De vendedor de seguro na Alemanha a investidor na corrida do ouro no Mato Grosso, Eike Batista teve negócios na Amazônia e foi sócio de grandes corporações, como o conglomerado anglo-australiano, Rio Tinto. Na história de Lima Barreto, o sucesso também cresce para o homem que sabia javanês: “Os informados apontavam-me, dizendo aos outros: ‘Lá vai o sujeito que sabe javanês.’ Nas livrarias, os gramáticos consultavam-me sobre a colocação dos pronomes. Recebia cartas dos eruditos do interior, os jornais citavam o meu saber”.

Mas na última década, Eike Batista, que trazia em sua marca o símbolo da multiplicação, e o brilho do sol, se especializou em vender projetos bilionários no Brasil que não se realizavam. A fortuna nada palpável de Eike Batista em pouco mais de um ano encolheu na ordem de US$ 29 bilhões, com a perda de valor de mercado de suas ações, o que o tirou da lista de bilionários da revista norte-americana Forbes. Em setembro último, ainda era de US$ 900 milhões.

Do luxo ao inferno astral

A Herança


Eike Batista nasceu em Governador Valadares (MG), em 3 de novembro de 1956. Passou parte da infância no Rio de Janeiro, mas ainda criança mudou-se para a Alemanha.

>> O gosto pelos negócios teria apoio do pai, Eliezer Batista, mineiro de Nova Era, ex-ministro de Minas e Energia do governo João Goulart (1961-1964), e ex-presidente da Vale (1979-1986) durante o governo da ditadura militar.

>> Antes de retornar ao Brasil e se tornar um megaempresário, Eike Batista atuou como vendedor de seguros no modelo porta a porta na Alemanha, onde também estudou engenharia metalúrgica.

>> Esportista, como uma espécie de mecenas, doou mais de R$ 20 milhões para que o Brasil fosse sede das Oimpíadas de 2016. Não escondeu o desejo de se tornar o homem mais rico no mundo.

>> Aproximou-se da cúpula do poder até cair nas graças da presidente Dilma Roussef. Ela não poupou elogios a ele: "O Eike é nosso padrão, nossa expectativa e orgulho do Brasil quando se trata de um empresário do setor privado", afirmou a presidente (abril/2012).

Ascensão


>> Dos anos 1980 até início do ano 2000, conquistou seu primeiro bilhão fazendo negócios no Brasil e em vários países. Explorou ouro no Mato Grosso, foi parceiro da gigante da mineração Rio Tinto, explorou petróleo na Amazônia, produziu cosméticos, construiu termelétricas.
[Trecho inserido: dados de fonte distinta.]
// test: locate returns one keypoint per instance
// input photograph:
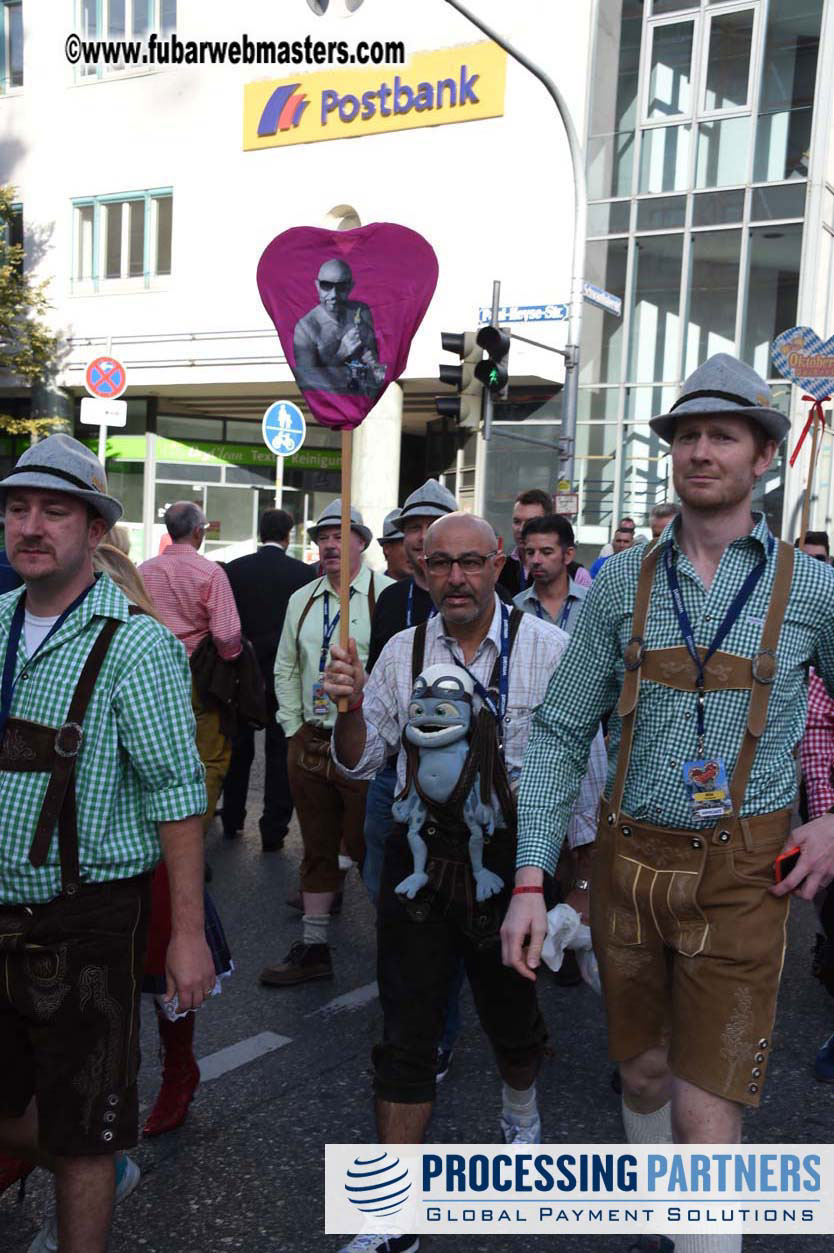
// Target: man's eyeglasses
(470, 563)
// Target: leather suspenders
(728, 669)
(30, 746)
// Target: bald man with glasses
(418, 940)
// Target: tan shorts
(329, 807)
(690, 945)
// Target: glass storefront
(223, 466)
(699, 140)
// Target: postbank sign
(433, 89)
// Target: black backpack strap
(417, 652)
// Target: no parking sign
(105, 377)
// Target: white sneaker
(365, 1243)
(521, 1132)
(46, 1238)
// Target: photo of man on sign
(334, 343)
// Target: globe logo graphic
(378, 1185)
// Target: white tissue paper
(566, 930)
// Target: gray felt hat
(724, 385)
(332, 516)
(61, 464)
(390, 528)
(431, 500)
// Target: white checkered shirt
(536, 652)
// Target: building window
(698, 159)
(123, 19)
(11, 44)
(11, 227)
(123, 239)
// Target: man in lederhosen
(510, 657)
(701, 647)
(98, 766)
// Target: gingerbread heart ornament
(802, 356)
(346, 306)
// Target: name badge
(708, 788)
(321, 701)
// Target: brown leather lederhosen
(31, 746)
(663, 894)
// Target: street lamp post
(580, 217)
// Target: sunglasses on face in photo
(470, 563)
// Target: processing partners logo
(378, 1185)
(590, 1189)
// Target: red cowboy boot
(180, 1075)
(14, 1170)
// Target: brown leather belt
(731, 832)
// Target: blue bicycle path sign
(283, 427)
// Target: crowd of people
(502, 731)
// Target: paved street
(247, 1169)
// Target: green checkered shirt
(138, 762)
(586, 686)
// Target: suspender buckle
(635, 650)
(75, 734)
(765, 665)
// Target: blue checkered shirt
(586, 686)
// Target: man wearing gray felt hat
(391, 541)
(61, 464)
(431, 500)
(332, 516)
(726, 387)
(701, 643)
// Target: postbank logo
(433, 89)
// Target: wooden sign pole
(344, 568)
(809, 485)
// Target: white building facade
(148, 194)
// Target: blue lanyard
(565, 614)
(15, 628)
(328, 628)
(504, 675)
(410, 607)
(730, 618)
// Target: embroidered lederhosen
(673, 667)
(688, 935)
(31, 746)
(445, 832)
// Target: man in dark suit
(262, 584)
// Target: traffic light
(494, 372)
(466, 406)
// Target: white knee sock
(519, 1102)
(314, 927)
(648, 1128)
(656, 1129)
(693, 1243)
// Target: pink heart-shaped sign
(346, 306)
(802, 356)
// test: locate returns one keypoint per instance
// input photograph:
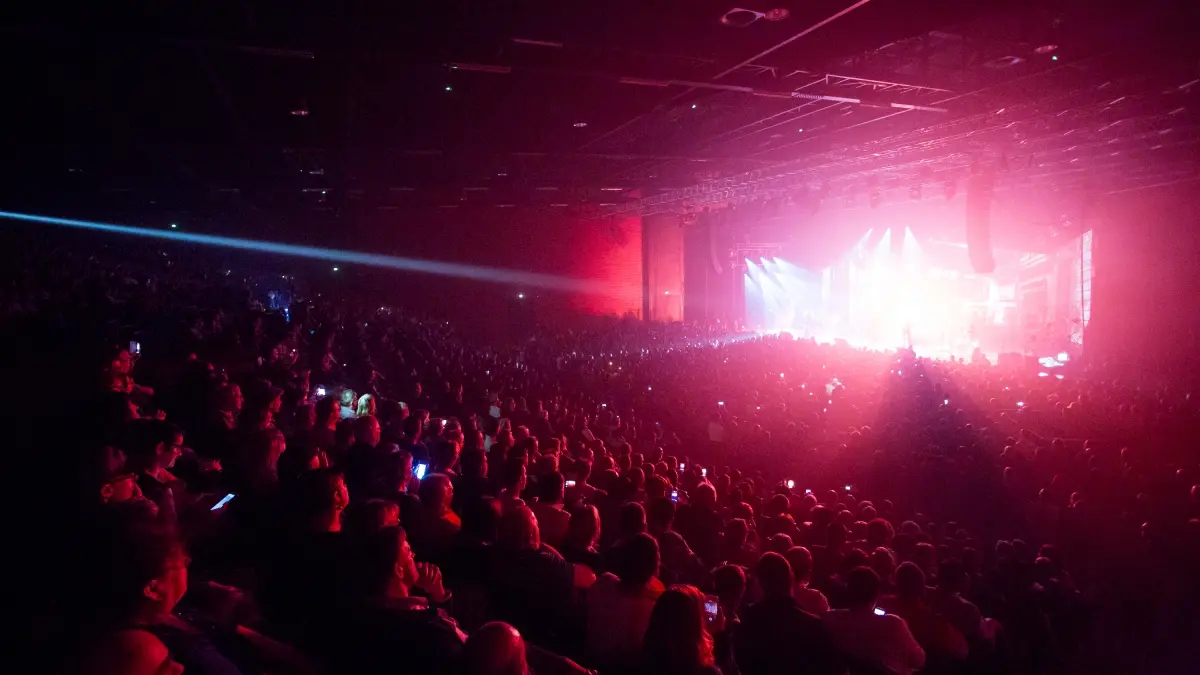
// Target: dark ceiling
(615, 105)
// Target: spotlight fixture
(741, 17)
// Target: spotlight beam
(478, 273)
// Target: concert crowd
(225, 478)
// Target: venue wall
(1146, 290)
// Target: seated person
(868, 638)
(381, 627)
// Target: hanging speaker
(979, 222)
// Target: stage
(891, 291)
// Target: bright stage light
(478, 273)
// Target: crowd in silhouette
(225, 483)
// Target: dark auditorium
(628, 338)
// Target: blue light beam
(461, 270)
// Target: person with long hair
(677, 640)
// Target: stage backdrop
(663, 243)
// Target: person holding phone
(619, 605)
(384, 617)
(778, 637)
(867, 637)
(679, 637)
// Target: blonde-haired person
(366, 406)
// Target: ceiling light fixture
(741, 17)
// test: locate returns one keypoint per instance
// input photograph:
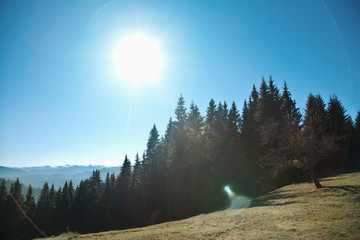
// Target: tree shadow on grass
(346, 188)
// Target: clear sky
(61, 101)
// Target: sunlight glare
(138, 59)
(228, 191)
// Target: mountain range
(57, 175)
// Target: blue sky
(62, 103)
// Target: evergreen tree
(122, 194)
(5, 224)
(357, 122)
(339, 124)
(30, 204)
(43, 210)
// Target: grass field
(296, 211)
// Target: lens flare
(237, 201)
(228, 190)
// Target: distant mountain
(37, 176)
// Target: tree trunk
(314, 178)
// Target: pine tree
(43, 210)
(30, 204)
(5, 224)
(339, 124)
(357, 122)
(122, 194)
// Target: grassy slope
(292, 212)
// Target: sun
(138, 59)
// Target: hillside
(293, 212)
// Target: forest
(267, 144)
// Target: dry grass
(292, 212)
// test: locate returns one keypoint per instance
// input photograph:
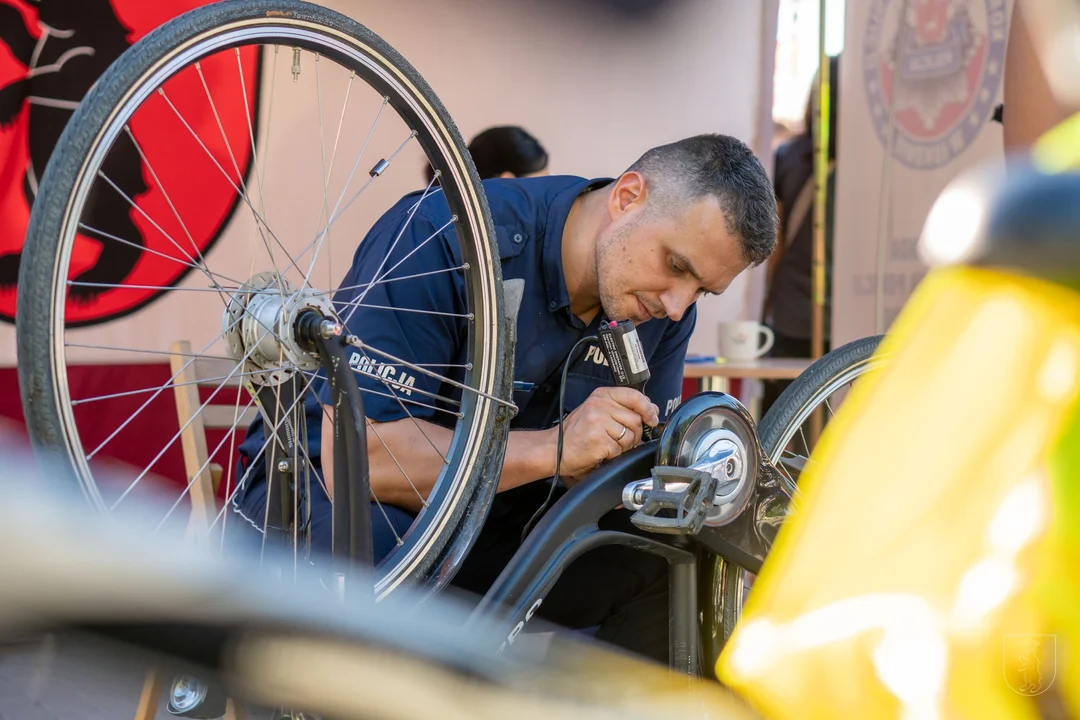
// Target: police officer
(683, 221)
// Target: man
(683, 221)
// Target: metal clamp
(686, 491)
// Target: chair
(188, 377)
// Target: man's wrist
(530, 456)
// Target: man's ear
(628, 195)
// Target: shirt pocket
(580, 385)
(523, 395)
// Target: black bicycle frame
(570, 528)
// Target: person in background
(787, 306)
(505, 151)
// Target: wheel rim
(729, 582)
(482, 374)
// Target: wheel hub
(259, 326)
(721, 453)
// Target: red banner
(163, 199)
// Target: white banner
(931, 70)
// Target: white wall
(596, 91)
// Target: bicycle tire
(806, 393)
(798, 398)
(436, 545)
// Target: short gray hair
(724, 167)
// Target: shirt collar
(554, 277)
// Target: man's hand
(607, 424)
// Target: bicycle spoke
(262, 171)
(157, 227)
(161, 187)
(243, 195)
(396, 385)
(322, 233)
(414, 310)
(806, 445)
(146, 351)
(382, 279)
(251, 128)
(228, 148)
(86, 228)
(400, 469)
(143, 474)
(401, 232)
(392, 280)
(392, 395)
(124, 286)
(374, 175)
(210, 456)
(203, 381)
(150, 399)
(251, 466)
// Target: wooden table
(715, 376)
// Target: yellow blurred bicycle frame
(931, 570)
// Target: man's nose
(675, 303)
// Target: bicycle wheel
(175, 136)
(786, 442)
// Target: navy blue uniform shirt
(405, 296)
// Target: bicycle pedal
(678, 501)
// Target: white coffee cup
(743, 340)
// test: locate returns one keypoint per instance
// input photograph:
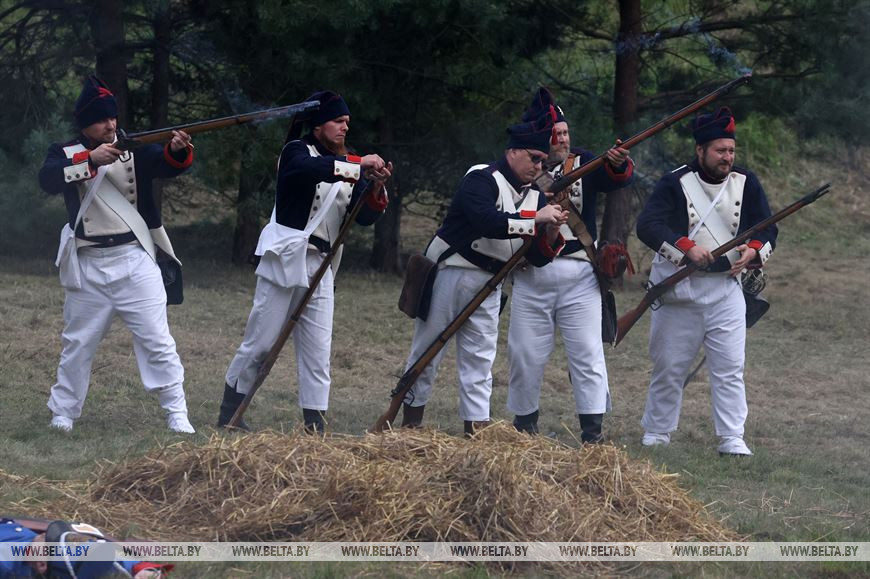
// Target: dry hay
(412, 485)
>> Em 2000, com foco no Brasil como motor da economia mundial, criou o grupo EBX. Integram o conglomerado a OGX (petróleo), OSX (indústria naval offshore), MPX (energia), LLX (logística), MMX (mineração) e CCX (mineração de carvão) e a IMX (gestão esportiva). O grupo banca um terço das ações da SIX Semicondutores, primeira fábrica de semicondutores da América Latina em construção em Minas, constituída no ano passado.

>> No auge dos negócios, em 2012, o ex-bilionário chegou a ter cerca de R$ 66,4 bilhões (US$ 30 bilhões), quando foi considerado o 7º homem mais rico do mundo pela revista norte-americana Forbes.

Queda

>> Com a confiança abalada por comunicados muito aquém dos planos de negócios anunciados, em 2012 as empresas administradas por Eike perderam mais de R$ 30 bilhões em valor de mercado na Bolsa

>> O Instituto EBX suspende o repasse de R$ 1,8 milhão por ano para o Museu das Minas e do Metal, que mantinha na Praça da Liberdade, em Belo Horizonte

>> No ranking da revista Forbes, a fortuna de Eike Batista era de US$ 900 milhões em setembro deste ano, o que o tirava da lista de bilionários.